A groundbreaking study proposed a miniature spacecraft driven by a laser could travel to a nearby blackhole to test Einstein's theory of general relativity in one of the universe’s most extreme environments.
The technology has not been achieved yet, but can be developed in “20 or 30 years.”
The study also suggests that the weight of the paper clip will not be more than that of a paperclip.
Published in the journal iScience on August 7, 2025, the proposal suggests that the gram-scale nanocrafts, equipped with sensors and light sails, could be launched at speeds approaching one-third the speed of light using powerful ground-based lasers to reach a black hole.
Following a velocity of this intensity, a probe can reach a black hole 20 to 25 light-years away in approximately 60 to 75 years, with data taking another two decades to return to Earth.
The aim of the mission is to confirm the existence of an event horizon. The horizon is an invisible boundary that is predicted by general relativity beyond which nothing, not even light, can escape.
Einstein’s theory of general relativity suggests that existing black holes are regions of spacetime having the strongest gravity which makes everything unescapable. Objects like black holes are solutions to Einstein’s field equations that state gravity is a curvature of spacetime caused by mass and energy.
Another key concept that derived from Einstein's ideology is the Schwarzschild radius which describes the boundary of a black hole beyond which escape is impossible.
With this revolutionary breakthrough, it will be proved that if a black hole behaves as Einstein’s equation, a falling probe should gradually redshift and fade.

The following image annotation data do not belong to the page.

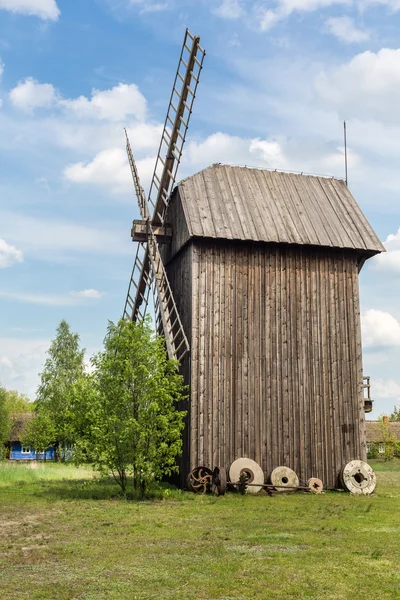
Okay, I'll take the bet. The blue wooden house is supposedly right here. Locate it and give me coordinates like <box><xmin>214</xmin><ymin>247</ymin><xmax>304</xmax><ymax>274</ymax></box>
<box><xmin>9</xmin><ymin>413</ymin><xmax>54</xmax><ymax>460</ymax></box>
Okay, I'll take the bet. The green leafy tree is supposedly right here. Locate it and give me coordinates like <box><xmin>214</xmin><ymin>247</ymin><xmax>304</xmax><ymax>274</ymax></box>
<box><xmin>74</xmin><ymin>320</ymin><xmax>185</xmax><ymax>496</ymax></box>
<box><xmin>0</xmin><ymin>387</ymin><xmax>11</xmax><ymax>459</ymax></box>
<box><xmin>377</xmin><ymin>417</ymin><xmax>397</xmax><ymax>461</ymax></box>
<box><xmin>6</xmin><ymin>390</ymin><xmax>34</xmax><ymax>415</ymax></box>
<box><xmin>35</xmin><ymin>320</ymin><xmax>85</xmax><ymax>459</ymax></box>
<box><xmin>21</xmin><ymin>412</ymin><xmax>57</xmax><ymax>460</ymax></box>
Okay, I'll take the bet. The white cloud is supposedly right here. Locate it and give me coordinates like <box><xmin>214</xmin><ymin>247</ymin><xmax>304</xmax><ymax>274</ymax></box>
<box><xmin>371</xmin><ymin>229</ymin><xmax>400</xmax><ymax>273</ymax></box>
<box><xmin>0</xmin><ymin>336</ymin><xmax>50</xmax><ymax>398</ymax></box>
<box><xmin>9</xmin><ymin>77</ymin><xmax>57</xmax><ymax>112</ymax></box>
<box><xmin>361</xmin><ymin>309</ymin><xmax>400</xmax><ymax>348</ymax></box>
<box><xmin>140</xmin><ymin>2</ymin><xmax>171</xmax><ymax>13</ymax></box>
<box><xmin>60</xmin><ymin>83</ymin><xmax>147</xmax><ymax>121</ymax></box>
<box><xmin>183</xmin><ymin>132</ymin><xmax>287</xmax><ymax>172</ymax></box>
<box><xmin>255</xmin><ymin>0</ymin><xmax>353</xmax><ymax>31</ymax></box>
<box><xmin>0</xmin><ymin>0</ymin><xmax>60</xmax><ymax>21</ymax></box>
<box><xmin>70</xmin><ymin>289</ymin><xmax>104</xmax><ymax>300</ymax></box>
<box><xmin>0</xmin><ymin>211</ymin><xmax>132</xmax><ymax>262</ymax></box>
<box><xmin>373</xmin><ymin>379</ymin><xmax>400</xmax><ymax>401</ymax></box>
<box><xmin>316</xmin><ymin>48</ymin><xmax>400</xmax><ymax>123</ymax></box>
<box><xmin>0</xmin><ymin>356</ymin><xmax>13</xmax><ymax>370</ymax></box>
<box><xmin>64</xmin><ymin>148</ymin><xmax>132</xmax><ymax>192</ymax></box>
<box><xmin>9</xmin><ymin>77</ymin><xmax>147</xmax><ymax>121</ymax></box>
<box><xmin>0</xmin><ymin>238</ymin><xmax>24</xmax><ymax>269</ymax></box>
<box><xmin>0</xmin><ymin>290</ymin><xmax>104</xmax><ymax>306</ymax></box>
<box><xmin>326</xmin><ymin>16</ymin><xmax>371</xmax><ymax>44</ymax></box>
<box><xmin>213</xmin><ymin>0</ymin><xmax>244</xmax><ymax>19</ymax></box>
<box><xmin>358</xmin><ymin>0</ymin><xmax>400</xmax><ymax>12</ymax></box>
<box><xmin>0</xmin><ymin>291</ymin><xmax>78</xmax><ymax>306</ymax></box>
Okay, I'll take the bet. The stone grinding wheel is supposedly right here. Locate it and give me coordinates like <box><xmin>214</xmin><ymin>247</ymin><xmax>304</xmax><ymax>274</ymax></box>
<box><xmin>229</xmin><ymin>458</ymin><xmax>264</xmax><ymax>494</ymax></box>
<box><xmin>341</xmin><ymin>460</ymin><xmax>376</xmax><ymax>494</ymax></box>
<box><xmin>307</xmin><ymin>477</ymin><xmax>324</xmax><ymax>494</ymax></box>
<box><xmin>270</xmin><ymin>467</ymin><xmax>299</xmax><ymax>492</ymax></box>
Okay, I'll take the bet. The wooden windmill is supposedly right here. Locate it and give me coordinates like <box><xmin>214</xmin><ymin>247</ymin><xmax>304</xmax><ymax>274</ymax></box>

While, contrary to that, if a blackhole is a theoretical “fuzzball” (an alternative model without an event horizon), the signal could vanish abruptly, potentially revealing new physics.
The author and a cosmologist at Fudan University in China, Cosimo Bambi, stated: “We would obtain very valuable information about black holes and general relativity that might be difficult to get otherwise.”
Critics argue that building a spacecraft that can travel to a black hole appears like science fiction. But Bambi highlights that earlier discoveries like the detection of gravitational waves and first images of black holes prove that seemingly impossible discoveries can become reality.